Models of fault slip development generally consider interfacial strength to be frictional and deformation of the bounding medium to be elastic. The frictional strength is usually considered as sliding rate- and state-dependent. Their combination, elastic deformation due to differential slip and rate-state frictional strength, leads to nonlinear partial differential equations (PDEs) that govern the spatio-temporal evolution of slip. Here, we investigate how data on fault slip rate and stress can directly discover the complex system (of PDEs) that governs aseismic slip development. We first prepare (synthetic) data sets by numerically solving the forward problem of slip rate and fault stress evolution with models, such as a thin laterally deformable layer over a thick substrate. We now identify the variables, for example, slip rate or friction state variable, and use nonlinearity identification algorithms to discover the governing PDE of the chosen variable.In particular, we use sparse identification of nonlinear dynamics algorithm (SINDy, Brunton et al., 2016) where we solve a regression problem, Ax=y. Here, y is the time derivative of the variable of interest, for example, slip rate. A is a large matrix (library) with all possible candidate functions that may appear in the slip rate evolution PDE. The entries in x, to be solved for, are coefficients corresponding to each library function in matrix A. We update A according to the solutions x so that A's column space can span the dynamics we seek to find.
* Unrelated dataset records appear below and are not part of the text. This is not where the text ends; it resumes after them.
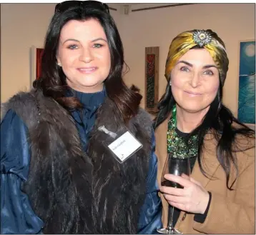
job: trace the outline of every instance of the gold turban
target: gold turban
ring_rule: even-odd
[[[210,29],[187,31],[179,34],[172,40],[165,64],[165,77],[167,81],[169,80],[171,71],[179,59],[193,48],[204,48],[210,52],[219,69],[220,81],[223,86],[229,60],[224,42]]]

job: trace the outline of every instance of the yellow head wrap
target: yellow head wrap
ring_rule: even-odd
[[[210,29],[185,31],[172,40],[165,65],[165,77],[167,81],[169,80],[171,71],[179,59],[193,48],[205,48],[210,52],[219,69],[220,81],[223,86],[228,70],[229,60],[224,42]]]

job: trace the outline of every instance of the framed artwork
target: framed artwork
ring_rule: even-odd
[[[31,48],[31,87],[32,87],[33,81],[39,79],[41,76],[41,56],[43,51],[42,48],[34,46]]]
[[[159,82],[159,46],[145,48],[145,109],[157,112]]]
[[[252,127],[255,124],[255,41],[240,41],[239,51],[237,118]]]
To find the suitable column space for A, we encourage sparse solutions for x, suggesting that only a few columns in matrix A are dominant, leading to a parsimonious representation of the governing PDE.We show that the algorithm successfully recovers the terms of the PDE governing fault slip and could also find the frictional parameter, for example, a/b, where a and b, respectively, are the magnitudes that control direct and evolution effects. Moreover, the algorithm can also determine whether the associated state variable evolves as aging- or slip-law types or their combination. Further, with the data set prepared from distinct initial conditions, we show that the SINDy can also determine the problem parameter’s spatial distribution (heterogeneities) from fault slip rate and stress data.